O princípio constitucional brasileiro do direito à educação está configurado na assertiva do Art. 205 – CF/88 quando preconiza claramente: “A educação, direito de todos e dever do Estado e da família, será promovida e incentivada com a colaboração da sociedade, visando ao pleno desenvolvimento da pessoa, seu preparo para o exercício da cidadania e sua qualificação para o trabalho“, assim sendo,  neste artigo da CF/88, em tela, o legislador traz, para o seu bojo, sem apontar para as excepcionalidades que poderão acontecer no transcurso deste direito e dever, a universalidade deste serviço público de qualidade social que todos devem ter acesso.  O texto constitucional do Art. 205, CF/88, é garantista deste direito de todos, além do  dever do Estado e da Família com a colaboração da sociedade a sua execução independente de contextos adversos ou não.

Ponderações acima, o direito à educação em tempos de pandemia tem sua garantia no texto constitucional brasileiro e na Declaração Universal dos Direitos Humanos da ONU, inclusive averbado pelo Brasil em 1945, quando diz no seu Art. 26 a seguinte premissa: “Todos os seres humanos têm direito à educação. A educação será gratuita, pelo menos nos graus elementares e fundamentais….A educação será orientada no sentido do pleno desenvolvimento da personalidade humana e do fortalecimento do respeito pelos direitos humanos e pelas liberdades fundamentais” como valor pétreo nos dois documentos, um local, outro universal. Com isso, caberá ao Estado Brasileiro (União, Estado e Município) o dever de garantir educação de qualidade social neste momento de crise de saúde pública grave que atinge o contexto escolar como nunca se tinha visto na história da educação mundial e pátria para sob pena de responsabilidade de toda ordem caso não seja garantido este direito humano de configuração universal.

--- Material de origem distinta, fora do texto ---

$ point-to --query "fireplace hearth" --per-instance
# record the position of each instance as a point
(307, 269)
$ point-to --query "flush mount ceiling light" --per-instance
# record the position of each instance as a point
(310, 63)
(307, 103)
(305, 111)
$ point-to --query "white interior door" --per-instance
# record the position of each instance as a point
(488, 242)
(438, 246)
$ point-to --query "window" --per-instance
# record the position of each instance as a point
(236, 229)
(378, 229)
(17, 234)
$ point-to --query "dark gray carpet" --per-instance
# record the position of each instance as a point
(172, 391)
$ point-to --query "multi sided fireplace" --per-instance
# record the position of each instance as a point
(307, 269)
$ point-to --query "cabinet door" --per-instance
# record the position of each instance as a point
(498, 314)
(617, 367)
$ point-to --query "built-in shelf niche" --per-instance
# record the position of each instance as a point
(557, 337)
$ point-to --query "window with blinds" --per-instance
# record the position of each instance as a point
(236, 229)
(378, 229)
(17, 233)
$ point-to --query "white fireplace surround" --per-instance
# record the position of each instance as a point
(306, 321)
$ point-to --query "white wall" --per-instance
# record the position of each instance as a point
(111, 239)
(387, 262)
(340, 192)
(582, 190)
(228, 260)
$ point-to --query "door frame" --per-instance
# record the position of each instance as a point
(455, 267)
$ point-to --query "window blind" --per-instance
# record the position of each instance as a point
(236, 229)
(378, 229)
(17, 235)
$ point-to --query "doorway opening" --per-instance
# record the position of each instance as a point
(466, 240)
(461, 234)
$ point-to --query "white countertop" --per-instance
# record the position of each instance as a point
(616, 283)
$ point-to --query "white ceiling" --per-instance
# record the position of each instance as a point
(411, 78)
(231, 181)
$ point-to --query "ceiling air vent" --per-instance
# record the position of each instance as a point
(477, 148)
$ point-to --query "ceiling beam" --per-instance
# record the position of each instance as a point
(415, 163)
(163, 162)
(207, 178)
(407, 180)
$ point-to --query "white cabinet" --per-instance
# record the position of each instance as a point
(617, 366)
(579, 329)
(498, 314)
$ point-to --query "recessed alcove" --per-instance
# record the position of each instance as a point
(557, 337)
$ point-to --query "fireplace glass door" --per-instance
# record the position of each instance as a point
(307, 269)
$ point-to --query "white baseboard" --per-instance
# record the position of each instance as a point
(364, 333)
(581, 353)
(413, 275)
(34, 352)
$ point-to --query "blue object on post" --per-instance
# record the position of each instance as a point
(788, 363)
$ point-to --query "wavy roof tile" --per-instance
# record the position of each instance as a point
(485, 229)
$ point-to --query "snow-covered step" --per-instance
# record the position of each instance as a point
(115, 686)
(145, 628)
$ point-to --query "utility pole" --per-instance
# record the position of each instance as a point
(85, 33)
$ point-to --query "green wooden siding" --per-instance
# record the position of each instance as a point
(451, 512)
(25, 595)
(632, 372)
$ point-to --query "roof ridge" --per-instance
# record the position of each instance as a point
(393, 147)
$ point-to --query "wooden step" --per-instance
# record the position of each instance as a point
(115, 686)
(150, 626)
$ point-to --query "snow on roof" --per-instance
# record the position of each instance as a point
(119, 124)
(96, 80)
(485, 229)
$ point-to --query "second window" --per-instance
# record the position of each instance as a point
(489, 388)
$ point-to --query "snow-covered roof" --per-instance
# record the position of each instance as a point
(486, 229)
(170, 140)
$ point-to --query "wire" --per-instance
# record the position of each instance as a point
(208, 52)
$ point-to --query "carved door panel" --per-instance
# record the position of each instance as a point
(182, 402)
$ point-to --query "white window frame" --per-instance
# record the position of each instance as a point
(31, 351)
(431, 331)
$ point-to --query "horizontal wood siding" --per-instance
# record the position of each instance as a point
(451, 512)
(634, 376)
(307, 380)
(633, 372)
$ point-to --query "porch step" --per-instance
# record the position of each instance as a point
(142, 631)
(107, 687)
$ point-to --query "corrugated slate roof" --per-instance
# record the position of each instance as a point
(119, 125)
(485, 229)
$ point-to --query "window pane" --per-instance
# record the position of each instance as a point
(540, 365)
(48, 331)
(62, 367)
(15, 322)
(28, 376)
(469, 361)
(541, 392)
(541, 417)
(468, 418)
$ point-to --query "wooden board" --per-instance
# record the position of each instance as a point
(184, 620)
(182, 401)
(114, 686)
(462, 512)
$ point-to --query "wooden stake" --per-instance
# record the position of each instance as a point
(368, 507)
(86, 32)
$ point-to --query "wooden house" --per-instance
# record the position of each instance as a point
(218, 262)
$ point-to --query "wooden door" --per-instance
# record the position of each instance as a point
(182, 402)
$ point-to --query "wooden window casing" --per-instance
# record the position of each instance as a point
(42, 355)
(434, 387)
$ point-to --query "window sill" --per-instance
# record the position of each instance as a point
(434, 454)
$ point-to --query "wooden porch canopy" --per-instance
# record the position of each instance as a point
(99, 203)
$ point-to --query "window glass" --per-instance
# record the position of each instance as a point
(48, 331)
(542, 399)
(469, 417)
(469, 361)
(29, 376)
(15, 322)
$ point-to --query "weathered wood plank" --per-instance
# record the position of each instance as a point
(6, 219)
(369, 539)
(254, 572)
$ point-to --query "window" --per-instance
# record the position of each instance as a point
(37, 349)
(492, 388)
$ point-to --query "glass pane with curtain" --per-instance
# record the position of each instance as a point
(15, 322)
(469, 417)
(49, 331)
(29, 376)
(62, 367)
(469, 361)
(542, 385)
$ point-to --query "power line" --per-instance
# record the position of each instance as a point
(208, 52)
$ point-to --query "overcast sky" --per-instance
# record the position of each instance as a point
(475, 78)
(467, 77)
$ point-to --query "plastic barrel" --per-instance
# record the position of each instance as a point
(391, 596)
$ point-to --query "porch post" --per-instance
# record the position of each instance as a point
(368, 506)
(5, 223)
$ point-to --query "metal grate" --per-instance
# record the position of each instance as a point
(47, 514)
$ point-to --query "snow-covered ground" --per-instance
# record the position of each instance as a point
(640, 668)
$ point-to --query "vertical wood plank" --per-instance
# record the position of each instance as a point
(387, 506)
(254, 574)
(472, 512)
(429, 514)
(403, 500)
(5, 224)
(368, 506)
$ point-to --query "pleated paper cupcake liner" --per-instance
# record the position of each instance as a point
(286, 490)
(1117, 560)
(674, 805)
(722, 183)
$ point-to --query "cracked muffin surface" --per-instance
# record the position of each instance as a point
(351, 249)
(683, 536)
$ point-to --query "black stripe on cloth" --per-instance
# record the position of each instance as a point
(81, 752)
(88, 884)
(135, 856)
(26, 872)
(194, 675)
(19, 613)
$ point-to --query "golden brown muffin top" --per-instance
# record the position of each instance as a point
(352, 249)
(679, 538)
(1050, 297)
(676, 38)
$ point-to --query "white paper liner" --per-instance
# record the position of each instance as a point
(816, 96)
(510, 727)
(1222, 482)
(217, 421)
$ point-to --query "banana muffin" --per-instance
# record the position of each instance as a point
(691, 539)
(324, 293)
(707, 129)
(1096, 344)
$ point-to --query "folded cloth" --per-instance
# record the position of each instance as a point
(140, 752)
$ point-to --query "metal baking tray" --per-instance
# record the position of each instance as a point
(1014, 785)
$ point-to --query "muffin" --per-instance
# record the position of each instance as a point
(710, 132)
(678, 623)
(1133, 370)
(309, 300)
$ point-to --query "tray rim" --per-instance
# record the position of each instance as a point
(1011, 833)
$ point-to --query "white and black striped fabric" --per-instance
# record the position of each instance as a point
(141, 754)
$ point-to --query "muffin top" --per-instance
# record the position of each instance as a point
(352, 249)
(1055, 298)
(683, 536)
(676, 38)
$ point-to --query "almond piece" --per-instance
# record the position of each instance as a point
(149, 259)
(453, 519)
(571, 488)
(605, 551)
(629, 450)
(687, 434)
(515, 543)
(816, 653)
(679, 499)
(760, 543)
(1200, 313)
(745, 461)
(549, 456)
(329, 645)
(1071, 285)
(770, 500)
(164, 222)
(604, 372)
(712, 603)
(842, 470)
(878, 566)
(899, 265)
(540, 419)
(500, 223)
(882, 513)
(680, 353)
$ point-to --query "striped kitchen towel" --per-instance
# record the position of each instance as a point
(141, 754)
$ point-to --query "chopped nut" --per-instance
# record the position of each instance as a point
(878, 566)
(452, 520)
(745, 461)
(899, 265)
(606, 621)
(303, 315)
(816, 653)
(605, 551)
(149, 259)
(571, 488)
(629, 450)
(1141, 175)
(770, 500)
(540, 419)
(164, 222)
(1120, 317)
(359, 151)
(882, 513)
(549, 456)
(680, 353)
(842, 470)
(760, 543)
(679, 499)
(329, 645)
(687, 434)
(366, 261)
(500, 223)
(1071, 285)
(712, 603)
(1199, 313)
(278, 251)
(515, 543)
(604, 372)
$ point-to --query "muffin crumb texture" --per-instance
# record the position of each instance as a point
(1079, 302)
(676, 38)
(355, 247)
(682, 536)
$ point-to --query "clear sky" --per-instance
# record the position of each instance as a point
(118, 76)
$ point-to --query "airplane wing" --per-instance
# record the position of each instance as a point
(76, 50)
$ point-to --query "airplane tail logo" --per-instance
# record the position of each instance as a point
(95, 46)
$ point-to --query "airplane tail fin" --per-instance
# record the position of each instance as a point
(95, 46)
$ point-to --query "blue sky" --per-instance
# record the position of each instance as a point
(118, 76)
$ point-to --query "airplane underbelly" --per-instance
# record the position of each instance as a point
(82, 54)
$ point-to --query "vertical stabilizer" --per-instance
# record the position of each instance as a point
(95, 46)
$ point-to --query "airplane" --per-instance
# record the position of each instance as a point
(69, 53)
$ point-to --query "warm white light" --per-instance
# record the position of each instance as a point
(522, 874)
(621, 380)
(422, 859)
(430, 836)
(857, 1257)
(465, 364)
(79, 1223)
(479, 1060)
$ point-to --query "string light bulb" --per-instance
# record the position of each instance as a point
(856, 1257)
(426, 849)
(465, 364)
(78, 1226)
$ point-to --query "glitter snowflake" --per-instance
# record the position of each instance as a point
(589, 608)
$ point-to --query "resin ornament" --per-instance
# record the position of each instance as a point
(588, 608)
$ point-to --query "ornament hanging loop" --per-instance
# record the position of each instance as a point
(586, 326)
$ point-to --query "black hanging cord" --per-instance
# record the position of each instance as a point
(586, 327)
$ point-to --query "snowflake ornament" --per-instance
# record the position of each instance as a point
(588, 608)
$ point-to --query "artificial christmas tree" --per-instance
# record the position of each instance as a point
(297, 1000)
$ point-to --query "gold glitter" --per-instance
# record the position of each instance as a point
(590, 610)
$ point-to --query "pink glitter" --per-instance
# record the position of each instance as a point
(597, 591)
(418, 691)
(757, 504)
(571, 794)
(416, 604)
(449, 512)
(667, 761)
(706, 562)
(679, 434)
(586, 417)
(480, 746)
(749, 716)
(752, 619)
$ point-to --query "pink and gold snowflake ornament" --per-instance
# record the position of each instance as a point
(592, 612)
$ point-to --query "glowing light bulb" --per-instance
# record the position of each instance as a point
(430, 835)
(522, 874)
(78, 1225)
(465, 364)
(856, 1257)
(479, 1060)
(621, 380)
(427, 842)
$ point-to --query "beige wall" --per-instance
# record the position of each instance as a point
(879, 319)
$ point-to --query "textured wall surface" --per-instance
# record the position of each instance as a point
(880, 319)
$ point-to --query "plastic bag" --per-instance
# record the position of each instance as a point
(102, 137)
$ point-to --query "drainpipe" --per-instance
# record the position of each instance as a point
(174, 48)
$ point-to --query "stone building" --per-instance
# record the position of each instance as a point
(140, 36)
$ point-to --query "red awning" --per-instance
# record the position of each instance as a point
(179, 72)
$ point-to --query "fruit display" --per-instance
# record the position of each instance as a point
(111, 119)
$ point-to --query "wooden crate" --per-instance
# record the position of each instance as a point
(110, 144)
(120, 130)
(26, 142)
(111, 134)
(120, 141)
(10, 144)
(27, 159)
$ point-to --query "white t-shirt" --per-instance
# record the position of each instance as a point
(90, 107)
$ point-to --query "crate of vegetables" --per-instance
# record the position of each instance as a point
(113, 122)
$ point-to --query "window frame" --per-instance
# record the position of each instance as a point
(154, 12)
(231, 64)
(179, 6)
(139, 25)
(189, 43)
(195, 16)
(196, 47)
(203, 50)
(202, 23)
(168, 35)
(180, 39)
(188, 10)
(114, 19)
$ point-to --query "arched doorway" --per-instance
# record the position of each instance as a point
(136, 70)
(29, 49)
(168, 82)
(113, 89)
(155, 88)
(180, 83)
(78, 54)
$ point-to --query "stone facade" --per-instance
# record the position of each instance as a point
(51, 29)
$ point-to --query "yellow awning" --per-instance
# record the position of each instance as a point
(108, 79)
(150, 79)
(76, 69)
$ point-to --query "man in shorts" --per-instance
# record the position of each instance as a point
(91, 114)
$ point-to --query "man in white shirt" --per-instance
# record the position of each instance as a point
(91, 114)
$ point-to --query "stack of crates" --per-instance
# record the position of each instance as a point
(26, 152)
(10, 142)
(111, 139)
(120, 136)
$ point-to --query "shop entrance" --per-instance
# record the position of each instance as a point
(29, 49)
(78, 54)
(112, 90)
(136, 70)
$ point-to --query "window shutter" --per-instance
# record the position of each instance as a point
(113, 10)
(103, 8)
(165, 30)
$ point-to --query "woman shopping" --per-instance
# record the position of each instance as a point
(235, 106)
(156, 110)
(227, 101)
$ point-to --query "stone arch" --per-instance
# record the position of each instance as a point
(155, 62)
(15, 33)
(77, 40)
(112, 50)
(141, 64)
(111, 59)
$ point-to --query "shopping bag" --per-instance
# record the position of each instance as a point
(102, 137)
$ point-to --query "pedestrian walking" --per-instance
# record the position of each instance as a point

Não será por falta de legislação garantista, seja na Constituição da República Federativa do Brasil, seja na LDB/96, seja na Declaração dos Direitos Humanos da ONU/1945 que a educação como princípio de direito universal e social não será ofertada pelo Estado (todos os entes federativos e seus organismos de normatização) neste tempo de pandemia do COVI-19 com os seus fundamentos de universalidade (para todos) e qualidade social (qualificação para a cidadania e para o mundo do trabalho).

Por fim,   reafirma-se que o direito à educação  em tempos de pandemia tem valor pétreo na lei que rege o ensino brasileiro e não pode se afastar dele para os improvisos e para as experiências momentâneas que atinjam a sua gratuidade, a sua universalidade, as suas qualificações sociais de serviço público com execução na sociedade. São com estes princípios, também, que os órgãos de normatização no espaço dos sistemas municipais de educação, ou sejam, os CME’s devem se colocar na reorganização dos calendários escolares pós-pandemia por serem porta-vozes da sociedade neste contexto adverso.

Emerson Araújo é professor, bacharel em direito, jornalista profissional, membro da Academia Piauiense de Poesia (ACAPP) e coordenador estadual da UNCME-Maranhão.